Oscar Passos. Considerações sobre a Autonomia do Território do Acre. In: BEZERRA, Maria José. Dossiê – Acervo: Guiomard Santos (Acre). Elevação do Acre a Estado. Rio Branco: Globo, 1982, p. 61-65

Balsas de borracha descem o Rio Acre, próximas da Gameleira/Foto: Arquivo/Museu da Borracha

Para Bezerra, o pensamento liberal de Oscar Passos, ao criticar o projeto de elevação do Acre a Estado, é pertinente: “Em primeiro lugar, nos anos 1950, com a crise da borracha pós-guerra, o Acre dependia quase que inteiramente dos recursos financeiros do governo federal, sendo o governo, como ainda é na atualidade, o maior empregador”.

“Porém, embora o projeto do Guiomard Santos tenha sido gestado de cima para baixo, ele buscou o referendo popular a partir da compreensão de que cabia aos representantes do poder político ‘guiar e instruir o povo’. Este era o papel do intelectual, do Estado, das instituições. A sua visão ideológica e política não admitia o conflito e a sociedade deveria ser harmônica e integradora”, completa a pesquisadora.

Charge de jornal da época criticando ação do governo federal; na legenda acima, o anúncio de que o “governo expediu ordens terminantes para que sigam batalhões do Exército para o Acre, com fim de sufocar o movimento revolucionário n’aquela região”. Foto: Redalyc.org

Jovem cruzeirense, professor e ex-militante da União Nacional dos Estudantes, José Augusto de Araújo era eleito para o cargo de primeiro governador do Acre constitucional. Paralelo a isso, “a elevação do Acre a Estado significaria, naquela conjuntura, a possibilidade de viabilizar um projeto de desenvolvimento para a região”, acrescenta.
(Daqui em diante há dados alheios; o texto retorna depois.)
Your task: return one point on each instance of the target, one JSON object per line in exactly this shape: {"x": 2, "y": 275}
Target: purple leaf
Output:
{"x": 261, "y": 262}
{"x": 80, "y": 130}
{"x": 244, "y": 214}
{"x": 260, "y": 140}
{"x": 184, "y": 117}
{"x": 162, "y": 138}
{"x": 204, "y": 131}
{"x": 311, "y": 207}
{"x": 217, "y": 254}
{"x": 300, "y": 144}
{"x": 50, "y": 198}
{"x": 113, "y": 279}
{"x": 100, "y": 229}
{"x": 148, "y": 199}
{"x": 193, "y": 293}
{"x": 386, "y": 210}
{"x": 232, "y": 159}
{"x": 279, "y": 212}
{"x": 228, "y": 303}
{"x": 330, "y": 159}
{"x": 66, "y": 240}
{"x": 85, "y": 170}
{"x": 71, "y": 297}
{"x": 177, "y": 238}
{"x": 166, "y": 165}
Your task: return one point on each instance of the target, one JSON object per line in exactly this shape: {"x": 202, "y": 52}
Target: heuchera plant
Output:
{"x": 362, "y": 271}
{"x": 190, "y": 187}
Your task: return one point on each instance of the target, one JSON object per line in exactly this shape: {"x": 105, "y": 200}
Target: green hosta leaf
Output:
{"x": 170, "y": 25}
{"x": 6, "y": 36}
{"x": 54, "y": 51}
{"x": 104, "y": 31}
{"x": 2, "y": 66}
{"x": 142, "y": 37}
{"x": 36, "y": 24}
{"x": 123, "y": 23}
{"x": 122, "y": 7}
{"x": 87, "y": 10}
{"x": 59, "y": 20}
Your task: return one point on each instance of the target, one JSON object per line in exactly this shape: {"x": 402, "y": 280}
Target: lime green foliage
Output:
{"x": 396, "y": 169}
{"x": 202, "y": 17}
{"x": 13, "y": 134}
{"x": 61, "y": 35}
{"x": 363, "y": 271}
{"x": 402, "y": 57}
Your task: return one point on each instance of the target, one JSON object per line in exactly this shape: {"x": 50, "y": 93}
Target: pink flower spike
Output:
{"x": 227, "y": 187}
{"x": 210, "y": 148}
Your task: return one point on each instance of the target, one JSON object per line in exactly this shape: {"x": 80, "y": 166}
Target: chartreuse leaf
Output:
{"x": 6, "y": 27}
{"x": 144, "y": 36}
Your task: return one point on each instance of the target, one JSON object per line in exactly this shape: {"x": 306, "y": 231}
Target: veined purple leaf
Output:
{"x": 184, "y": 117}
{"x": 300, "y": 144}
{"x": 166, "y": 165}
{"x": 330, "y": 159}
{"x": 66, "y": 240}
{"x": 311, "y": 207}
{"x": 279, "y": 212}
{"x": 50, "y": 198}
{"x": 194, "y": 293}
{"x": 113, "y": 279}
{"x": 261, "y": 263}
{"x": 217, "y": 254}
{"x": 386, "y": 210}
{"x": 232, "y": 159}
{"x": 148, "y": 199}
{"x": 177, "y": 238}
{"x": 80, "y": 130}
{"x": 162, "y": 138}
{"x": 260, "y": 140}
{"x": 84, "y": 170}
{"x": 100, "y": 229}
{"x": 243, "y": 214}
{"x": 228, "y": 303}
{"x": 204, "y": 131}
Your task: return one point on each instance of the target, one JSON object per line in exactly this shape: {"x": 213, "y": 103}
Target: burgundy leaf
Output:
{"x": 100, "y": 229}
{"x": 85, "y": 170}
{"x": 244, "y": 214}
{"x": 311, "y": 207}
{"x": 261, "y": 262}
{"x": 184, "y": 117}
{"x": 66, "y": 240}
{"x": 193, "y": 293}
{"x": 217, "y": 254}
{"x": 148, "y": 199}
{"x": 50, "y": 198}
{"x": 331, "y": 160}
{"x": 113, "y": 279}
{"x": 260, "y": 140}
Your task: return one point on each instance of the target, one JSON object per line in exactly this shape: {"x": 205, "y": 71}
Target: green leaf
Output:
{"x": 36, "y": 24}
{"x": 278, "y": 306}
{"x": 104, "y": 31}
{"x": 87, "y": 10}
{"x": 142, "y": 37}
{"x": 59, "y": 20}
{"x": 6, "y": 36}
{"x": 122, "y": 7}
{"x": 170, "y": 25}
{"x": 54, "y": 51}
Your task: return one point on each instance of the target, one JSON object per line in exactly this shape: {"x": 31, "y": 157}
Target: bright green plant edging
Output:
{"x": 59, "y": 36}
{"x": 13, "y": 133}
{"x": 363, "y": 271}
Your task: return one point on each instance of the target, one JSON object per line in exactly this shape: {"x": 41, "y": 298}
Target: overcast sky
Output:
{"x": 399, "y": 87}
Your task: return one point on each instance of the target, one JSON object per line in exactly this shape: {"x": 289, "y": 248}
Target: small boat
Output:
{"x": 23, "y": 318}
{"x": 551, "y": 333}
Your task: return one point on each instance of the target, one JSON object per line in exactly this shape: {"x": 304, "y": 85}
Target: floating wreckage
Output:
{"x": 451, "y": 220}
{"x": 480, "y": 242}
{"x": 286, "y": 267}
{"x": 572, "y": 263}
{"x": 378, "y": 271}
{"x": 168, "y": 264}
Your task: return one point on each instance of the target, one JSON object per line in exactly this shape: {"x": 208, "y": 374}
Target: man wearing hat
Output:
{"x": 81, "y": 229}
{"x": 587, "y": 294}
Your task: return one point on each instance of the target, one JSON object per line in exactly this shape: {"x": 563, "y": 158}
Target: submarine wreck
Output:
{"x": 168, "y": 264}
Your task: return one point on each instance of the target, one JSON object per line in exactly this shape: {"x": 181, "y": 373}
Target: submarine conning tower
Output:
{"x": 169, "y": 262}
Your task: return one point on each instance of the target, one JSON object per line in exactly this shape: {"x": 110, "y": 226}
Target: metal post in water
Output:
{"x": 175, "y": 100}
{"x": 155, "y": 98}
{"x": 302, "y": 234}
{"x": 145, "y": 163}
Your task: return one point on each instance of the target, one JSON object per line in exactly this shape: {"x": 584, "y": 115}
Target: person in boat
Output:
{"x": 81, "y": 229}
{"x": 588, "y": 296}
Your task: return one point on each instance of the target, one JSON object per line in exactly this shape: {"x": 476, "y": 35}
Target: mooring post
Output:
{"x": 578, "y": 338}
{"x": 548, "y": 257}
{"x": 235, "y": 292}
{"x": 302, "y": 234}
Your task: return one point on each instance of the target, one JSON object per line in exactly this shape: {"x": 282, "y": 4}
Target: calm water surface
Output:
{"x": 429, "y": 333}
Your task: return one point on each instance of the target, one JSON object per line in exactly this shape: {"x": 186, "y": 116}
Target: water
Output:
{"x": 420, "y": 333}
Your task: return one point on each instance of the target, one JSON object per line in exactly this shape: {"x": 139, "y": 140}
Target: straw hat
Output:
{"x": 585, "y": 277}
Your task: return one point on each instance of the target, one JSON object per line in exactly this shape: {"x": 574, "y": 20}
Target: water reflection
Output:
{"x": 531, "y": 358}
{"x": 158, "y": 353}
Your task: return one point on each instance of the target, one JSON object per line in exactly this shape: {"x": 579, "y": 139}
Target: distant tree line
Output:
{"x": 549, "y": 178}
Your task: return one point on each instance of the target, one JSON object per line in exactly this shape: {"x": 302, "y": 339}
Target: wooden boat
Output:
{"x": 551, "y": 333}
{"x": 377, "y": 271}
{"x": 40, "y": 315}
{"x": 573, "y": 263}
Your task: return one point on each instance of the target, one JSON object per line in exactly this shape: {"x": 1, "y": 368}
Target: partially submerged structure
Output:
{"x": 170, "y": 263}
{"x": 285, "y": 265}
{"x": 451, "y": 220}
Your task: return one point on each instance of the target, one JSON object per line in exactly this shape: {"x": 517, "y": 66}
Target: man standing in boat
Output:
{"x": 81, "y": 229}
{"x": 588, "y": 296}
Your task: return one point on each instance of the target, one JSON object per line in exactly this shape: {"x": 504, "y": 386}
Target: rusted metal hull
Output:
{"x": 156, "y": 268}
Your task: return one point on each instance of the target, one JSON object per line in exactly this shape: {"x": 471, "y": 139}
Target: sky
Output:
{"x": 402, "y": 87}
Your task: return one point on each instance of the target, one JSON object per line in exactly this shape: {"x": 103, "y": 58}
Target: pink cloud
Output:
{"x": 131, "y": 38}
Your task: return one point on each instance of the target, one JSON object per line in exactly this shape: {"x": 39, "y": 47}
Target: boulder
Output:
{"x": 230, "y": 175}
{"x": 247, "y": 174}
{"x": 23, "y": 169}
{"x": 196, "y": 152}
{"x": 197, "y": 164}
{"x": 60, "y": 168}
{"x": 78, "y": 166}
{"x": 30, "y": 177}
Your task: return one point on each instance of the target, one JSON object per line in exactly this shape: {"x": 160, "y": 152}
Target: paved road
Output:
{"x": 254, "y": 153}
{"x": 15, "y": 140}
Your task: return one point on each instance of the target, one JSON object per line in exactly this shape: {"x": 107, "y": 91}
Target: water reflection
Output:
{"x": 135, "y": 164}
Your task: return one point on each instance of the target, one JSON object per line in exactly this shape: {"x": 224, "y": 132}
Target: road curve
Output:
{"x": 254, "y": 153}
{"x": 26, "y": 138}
Em 1957, como parlamentar da Câmara dos Deputados, Guiomard Santos incorporaria, por meio de um projeto de lei, as discussões que começaram lá em 1954, dentro do Congresso Nacional e fora dele. Esta seria a segunda proposta de Santos, já que que a primeira tinha sido em meados de 47, enquanto governador do Território.

Sede do Congresso Nacional nos anos 1950/Foto: Acervo/Câmara dos Deputados

Foi a partir de 1956 que os defensores do projeto de lei de Santos, que ganhara ainda mais visibilidade em nível nacional, começaram a se reunir com os mais diversos segmentos sociais e tornaram comum a elaboração e divulgação de manifestos, sobretudo de autoria do Comitê Pró-Autonomia do Acre, que abre esta reportagem.

Contudo, em 1958, os debates seguiriam ainda mais acalorados, com a oposição ao projeto de Santos – capitaneada por Oscar Passos –, sendo projetados também pela imprensa nacional. De um lado, a Associação dos Seringalistas do Acre e a Associação dos Seringueiros do Território Federal do Acre criticavam com veemência a possibilidade de uma elevação a Estado. O pensamento dos integrantes dessas instituições era o de que deixando de ser território, o Acre sofreria impactos muito negativos. “Uma desordem à vida econômica, mormente com a criação de impostos estaduais, além dos já existentes”, afirmavam.

Vista aérea da área onde hoje é a Praça da Revolução, o quartel da Polícia Militar do Estado do Acre e a Prefeitura de Rio Branco/Foto: Acervo/CDIH/Ufac

Do outro lado estavam outras instituições como a Sociedade Beneficente Operários de Rio Branco, a Sborba, que cumprimentava Santos, do PSD, por acreditar que seu gesto possibilitaria um passo decisivo para a independência econômica do estado muito em breve.

Relata ainda Bezerra que no dia 5 de junho de 1962, o projeto de lei foi finalmente encaminhado ao presidente João Goulart, pelo presidente do Senado Federal, Auro Moura Andrade, depois de meses de peregrinação pelos corredores do Congresso Nacional para análises e aprovações nas várias comissões. Neste mesmo dia, João Goulart “reconheceu o mérito do projeto e a sua importância para o desenvolvimento do Acre”, embora tenha apresentado veto parcial sobre algumas questões.

Dez dias depois, em solenidade no Palácio do Planalto, numa tarde do dia 15 de junho de 1962, o presidente João Goulart assinava a Lei n° 4.070, que elevaria o Território. Naquele momento, o Acre tornava-se mais um Estado brasileiro.